Perché un artista islandese dovrebbe narrare in note terre tanto lontane fisicamente e idealmente? La risposta è nella definizione che Stephan Stephenson (suo vero nome) si è cucito sulle spalle: lui è un carpentiere emozionale e in quanto tale non può che superare ogni sorta di limite per costruire addosso a ognuno di noi l’emotività voluta. Se a qualcuno il nome President Bongo non ha detto nulla, considerando anche che questo è un disco d’esordio, il succitato nome di battesimo dovrebbe ricordarvi una band fondamentale per l’Elettronica nordica che si è sviluppata dai Novanta. Il nostro President è stato, infatti, dalla formazione al 2015 uno dei membri dei GusGus, band di Reykjavik che ha brillantemente esplorato territori vasti dall’House alla Techno, dal Trip Hop all’Elettronica passando per il Pop più “sintetico”.

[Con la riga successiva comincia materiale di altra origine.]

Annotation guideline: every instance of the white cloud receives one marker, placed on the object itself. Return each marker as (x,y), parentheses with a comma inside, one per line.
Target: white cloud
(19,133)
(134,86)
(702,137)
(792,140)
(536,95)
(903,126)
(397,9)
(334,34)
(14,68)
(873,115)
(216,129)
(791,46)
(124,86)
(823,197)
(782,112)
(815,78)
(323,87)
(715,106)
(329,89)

Se non lo avete capito dall’incipit, Serengeti (disco uscito nell’ottobre 2015 ma, in edizione italo-francese con bonus, nel 2016) narra dell’Africa e, più nello specifico, dell’annuale e mastodontica migrazione dei mammiferi nella regione orientale del continente, raccontando attraverso una miscela molto aderente al concetto dell’opera, la ciclicità eterna di tale spostamento, in apparenza sempre uguale a se stesso ma in realtà ogni volta difforme a causa di diverse condizioni climatiche e non, piccole variazioni che rendono ogni esperienza unica. Quasi a esprimere e ampliare uno dei concetti fondamentali di Eraclito, President Bongo vuole esprimerci tutta la forza del mutamento, del cambiamento e del divenire anche quando l’apparenza sembra suggerire un’illimitata reiterazione del momento.
Per esprimere tutto questo, l’artista islandese sceglie strumenti tutto sommati simili a quelli usati nel progetto GusGus ma il risultato è certamente differente, molto più teso verso un’Ambient e un’Elettronica old style, di chiara ispirazione Eno e con elementi etnici e Afro Jazz che tanto ricordano i Dead Can Dance, oltre ad elementi Folk, Blues e Neo Classic (“Levante”) ed è proprio questa varietà che finisce per fare da legante tra le terre gelate del nord e il Serengeti.
Nonostante i pezzi siano stati scritti tra paese d’origine, New York e Berlino, il riferimento al continente nero non è solo frutto del suo ingegno ma deriva anche dall’esperienza che l’autore ha fatto su queste terre cariche di vita e musica ancestrale; e la scelta di questa terra è anche un omaggio alla sua musica che in fondo è la genesi di tutto quello che abbiamo oggi.
In atto di ossequio all’Italia, gli otto brani che rappresentano un diverso momento di questa grande migrazione, a volte attimi, a volte intere giornate, hanno tutti il nome di venti italiani (l’autore è affascinato da come ogni nostro vento prenda nome diverso secondo la provenienza cardinale) e lo stesso nome non è stato scelto a caso ma con riferimento alle caratteristiche del vento stesso e a come queste si legano con il suono del brano.
Serengeti è un disco complesso nella sua genesi e non semplicissimo all’ascolto, variegato e multiforme, la cui descrizione è fondamentale per comprenderlo al meglio. Allo stesso tempo è opera di pregio assoluto, con alcuni spunti strepitosi, decisamente in grado di esprimere tutto quello che si era preposto in fase di scrittura. Non aggiungerà molto al panorama nel quale possiamo inserirlo ma il pregio e la cura con cui è realizzato e la resa all’ascolto ne fanno uno dei migliori dischi dell’anno passato che noi poveri italiani possiamo goderci nell’anno in corso.